El Cabanyal und der Hafen: Werkstätten, Ales und handgebaute Maschinen

Weiter geht es ans Meer, ins Viertel El Cabanyal — Reihen niedriger Fischerhäuser mit Kachelfassaden, halb saniert, halb wartend. Hier ist die Werkstattkultur am dichtesten, und hier sollten Sie eine Pause einplanen.

Stone Castle braut seit 2006 Ales amerikanischer Art nahe dem Hafen — damals war Craft Beer in Spanien noch fast unbekannt. Eine industriell anmutende Brauerei mit Bar, dekoriert mit Metallfässern und alten Motorrädern. Das andere Craft-Wahrzeichen der Stadt, Tyris, folgte 2009 als erste Craft-Beer-Marke Valencias, gegründet von zwei Freunden, die von einer Europareise mit der Überzeugung zurückkamen, das Bier zu Hause sei langweilig. Heute ist es eine der größten Craft-Brauereien des Landes, mit eigenem Ausschank im Zentrum.

Im selben Viertel verstecken sich leisere Werkstätten. In einer davon entsteht TENSA, ein handgebauter Röhren-DJ-Mixer — ein zweikanaliger analoger Rotary-Mixer mit durchgehend direktgekoppeltem Röhrensignalweg und externem linearem Netzteil, in kleinen Serien in Valencia montiert, für DJs, denen eine saubere Phono-Stufe wichtiger ist als die Zahl der Funktionen. Ein gutes Beispiel dafür, was diese Stadt im Stillen tut: kleine Teams, hochwertige Produkte, keine Hallen von Stadiongröße.
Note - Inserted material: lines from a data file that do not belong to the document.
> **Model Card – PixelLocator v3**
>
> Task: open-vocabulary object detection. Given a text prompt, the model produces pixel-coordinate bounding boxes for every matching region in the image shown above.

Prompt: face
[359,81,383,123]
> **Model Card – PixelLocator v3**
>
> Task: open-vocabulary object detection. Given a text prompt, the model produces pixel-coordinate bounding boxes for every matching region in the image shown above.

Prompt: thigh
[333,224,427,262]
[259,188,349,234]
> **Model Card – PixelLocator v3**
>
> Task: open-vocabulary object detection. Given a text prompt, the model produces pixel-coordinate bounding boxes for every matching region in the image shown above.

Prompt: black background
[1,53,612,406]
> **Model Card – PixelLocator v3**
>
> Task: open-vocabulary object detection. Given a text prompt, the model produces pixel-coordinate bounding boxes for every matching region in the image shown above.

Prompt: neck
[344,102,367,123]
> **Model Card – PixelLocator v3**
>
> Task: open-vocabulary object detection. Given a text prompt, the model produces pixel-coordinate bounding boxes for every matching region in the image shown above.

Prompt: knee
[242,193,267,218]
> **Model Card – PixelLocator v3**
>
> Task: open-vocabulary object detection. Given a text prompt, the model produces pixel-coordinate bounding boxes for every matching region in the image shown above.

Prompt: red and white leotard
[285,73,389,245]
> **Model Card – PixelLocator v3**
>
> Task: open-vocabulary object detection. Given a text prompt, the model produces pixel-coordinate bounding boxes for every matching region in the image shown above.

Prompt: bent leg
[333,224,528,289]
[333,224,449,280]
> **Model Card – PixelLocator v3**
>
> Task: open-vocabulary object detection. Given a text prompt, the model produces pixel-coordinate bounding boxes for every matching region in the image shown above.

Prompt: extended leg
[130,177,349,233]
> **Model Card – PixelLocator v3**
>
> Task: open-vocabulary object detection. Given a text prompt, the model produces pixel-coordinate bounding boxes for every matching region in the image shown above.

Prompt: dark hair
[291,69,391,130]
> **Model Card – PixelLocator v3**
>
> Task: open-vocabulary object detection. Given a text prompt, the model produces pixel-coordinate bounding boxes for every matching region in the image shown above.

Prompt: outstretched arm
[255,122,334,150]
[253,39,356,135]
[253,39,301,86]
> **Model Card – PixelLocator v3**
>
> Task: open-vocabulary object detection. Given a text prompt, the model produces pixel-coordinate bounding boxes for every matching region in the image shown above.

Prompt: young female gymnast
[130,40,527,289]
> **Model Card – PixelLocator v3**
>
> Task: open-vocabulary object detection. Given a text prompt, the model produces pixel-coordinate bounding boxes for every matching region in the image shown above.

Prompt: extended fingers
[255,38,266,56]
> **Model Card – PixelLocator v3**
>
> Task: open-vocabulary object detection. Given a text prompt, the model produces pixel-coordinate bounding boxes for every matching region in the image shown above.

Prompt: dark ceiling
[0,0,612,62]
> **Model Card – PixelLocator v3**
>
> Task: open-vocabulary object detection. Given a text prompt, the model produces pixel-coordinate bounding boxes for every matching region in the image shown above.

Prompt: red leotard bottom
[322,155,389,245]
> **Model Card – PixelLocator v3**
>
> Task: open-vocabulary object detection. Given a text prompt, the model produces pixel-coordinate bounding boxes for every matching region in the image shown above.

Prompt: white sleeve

Süden: das Werk, das die Region veränderte

Dieser Punkt liegt außerhalb bequemer Radreichweite — etwa zwanzig Kilometer südlich, in Almussafes —, erklärt aber viel über das moderne Valencia. Ford eröffnete dort 1976 sein Werk, und am 18. Oktober desselben Jahres lief der erste Fiesta vom Band. Es wuchs zum größten Fertigungskomplex von Ford außerhalb der USA und verwandelte die umliegenden Orte in einen Industriegürtel aus Zulieferern und Ingenieurbüros.

Und die neuere Welle

Valencias Start-up-Szene ist jung, aber konzentriert. 2013 gründete Juan Roig — der Mercadona-Präsident — Lanzadera, einen Start-up-Accelerator, der später im Campus Marina de Empresas mit der Business School EDEM und dem Investmentfonds Angels aufging. Aus diesem Umfeld stammt Zeleros, ein Unternehmen für Hochgeschwindigkeitstransport, hervorgegangen aus einem Team der Polytechnischen Universität Valencia, das bei einem von SpaceX organisierten Hyperloop-Wettbewerb ausgezeichnet wurde.

Selbst fahren

Die Nordschleife plus Turia-Park und Hafen sind ein bequemer Tag im Touristentempo, und fast durchgehend flach. Nehmen Sie Wasser mit — ab Mai ist die Mittagszeit wirklich heiß — und legen Sie den Stopp in El Cabanyal auf den späten Nachmittag, wenn die Brauereien öffnen und das Licht auf den Kachelfassaden am schönsten ist.

Am Abend haben Sie ein anderes Bild von diesem Ort. Valencia ist eine wunderbare Stadt, um Tourist zu sein. Es ist zugleich eine Stadt, in der Menschen aufstehen und in Fabriken, Brauereien und Werkstätten arbeiten gehen — und dieses zweite Valencia ist deutlich interessanter als das der Postkarten.